You are writing a meet-and-confer letter with opposing counsel before filing a motion to compel further discovery responses. Your ostensible aim is to persuade the opponent to give more substantive responses, but you suspect that you won’t be able to persuade them to do so; you therefore also write with the court in mind, as this letter may end up attached to a filing and ultimately on the judge’s desk.
You are writing a motion to compel further discovery responses. When the judge reads your motion, their goal will be to decide whether to order your opponent to supplement its discovery responses. The judge has no interest in being a spectator to sniping between you and opposing counsel, reading irrelevant facts about other cases, or seeing how much research you’ve done.
Consider the reader’s background knowledge.
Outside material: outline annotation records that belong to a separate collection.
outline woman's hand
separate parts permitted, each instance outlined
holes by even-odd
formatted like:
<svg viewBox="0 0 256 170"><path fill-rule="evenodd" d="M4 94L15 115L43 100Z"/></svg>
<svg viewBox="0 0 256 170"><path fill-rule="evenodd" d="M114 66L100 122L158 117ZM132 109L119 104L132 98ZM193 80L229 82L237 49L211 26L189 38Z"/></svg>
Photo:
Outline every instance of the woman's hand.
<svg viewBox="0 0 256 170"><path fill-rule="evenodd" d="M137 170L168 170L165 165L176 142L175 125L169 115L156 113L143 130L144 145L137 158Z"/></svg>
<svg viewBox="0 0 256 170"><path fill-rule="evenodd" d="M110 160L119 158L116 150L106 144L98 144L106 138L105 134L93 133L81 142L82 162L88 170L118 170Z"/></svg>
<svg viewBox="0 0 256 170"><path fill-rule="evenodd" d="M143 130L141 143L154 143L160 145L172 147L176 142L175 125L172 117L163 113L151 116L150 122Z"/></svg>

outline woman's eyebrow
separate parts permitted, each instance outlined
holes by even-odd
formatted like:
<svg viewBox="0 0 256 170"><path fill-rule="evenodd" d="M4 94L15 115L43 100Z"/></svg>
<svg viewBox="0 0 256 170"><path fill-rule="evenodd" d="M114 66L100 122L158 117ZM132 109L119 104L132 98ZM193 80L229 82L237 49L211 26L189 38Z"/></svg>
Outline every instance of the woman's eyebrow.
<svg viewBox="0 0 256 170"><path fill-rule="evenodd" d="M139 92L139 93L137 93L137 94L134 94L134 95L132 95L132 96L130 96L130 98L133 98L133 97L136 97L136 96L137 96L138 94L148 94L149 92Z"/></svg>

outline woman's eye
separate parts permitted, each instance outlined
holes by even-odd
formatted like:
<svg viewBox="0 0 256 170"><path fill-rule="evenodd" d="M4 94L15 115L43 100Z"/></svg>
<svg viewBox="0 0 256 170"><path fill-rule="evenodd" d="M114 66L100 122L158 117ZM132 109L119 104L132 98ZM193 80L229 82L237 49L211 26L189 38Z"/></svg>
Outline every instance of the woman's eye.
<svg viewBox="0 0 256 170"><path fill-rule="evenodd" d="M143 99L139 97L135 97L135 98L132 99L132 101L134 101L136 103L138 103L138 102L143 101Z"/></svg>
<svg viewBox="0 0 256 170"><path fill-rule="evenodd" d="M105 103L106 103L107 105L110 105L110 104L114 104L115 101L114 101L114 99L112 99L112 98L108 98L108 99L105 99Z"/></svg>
In general, assume that your reader is a well-informed member of the legal community who is a bit rusty on the specific topics you are covering. Don’t waste the reader’s time with information that he or she already knows.
Here’s an improvable example from an appellate brief:
II. Standard of Review
The “standard of review” refers to the manner by which the appellate court conducts its examination of the matter on appeal. Morrison, 538 Pa. at 131, 646 A.2d at 570.
The trouble with that example is that every appellate judge knows what a standard of review is. It’s true that you should always say which standard applies in your case — abuse of discretion, de novo, etc. — but you don’t need to explain the concept of a standard of review.
Bad habits to avoid
Writing with your audience’s needs in mind can help you avoid some bad habits that abound in legal writing.
Avoid research dumps. If you’re writing a brief or memo, don’t do a “research dump” in which you fill the text with long chains of citations, include tangential asides, or otherwise try to find a home in the text for everything you learned during your research. Judges, colleagues, and clients want you to clear a path through the thicket of the law, not reproduce that thicket in your document. The point of a legal document is never to show how hard you’ve worked to solve a problem. Rather, the point is the solution you’ve discovered as well as the reasons that solution is correct.
Don’t snipe at opposing counsel. Lawyers often pepper their filings with snarky asides and snipes at the opposing party or its lawyers. Avoid this practice. A judge reading your brief wants to know why she should grant or deny the relief requested. She is not interested in reading about petty grievances with the other side.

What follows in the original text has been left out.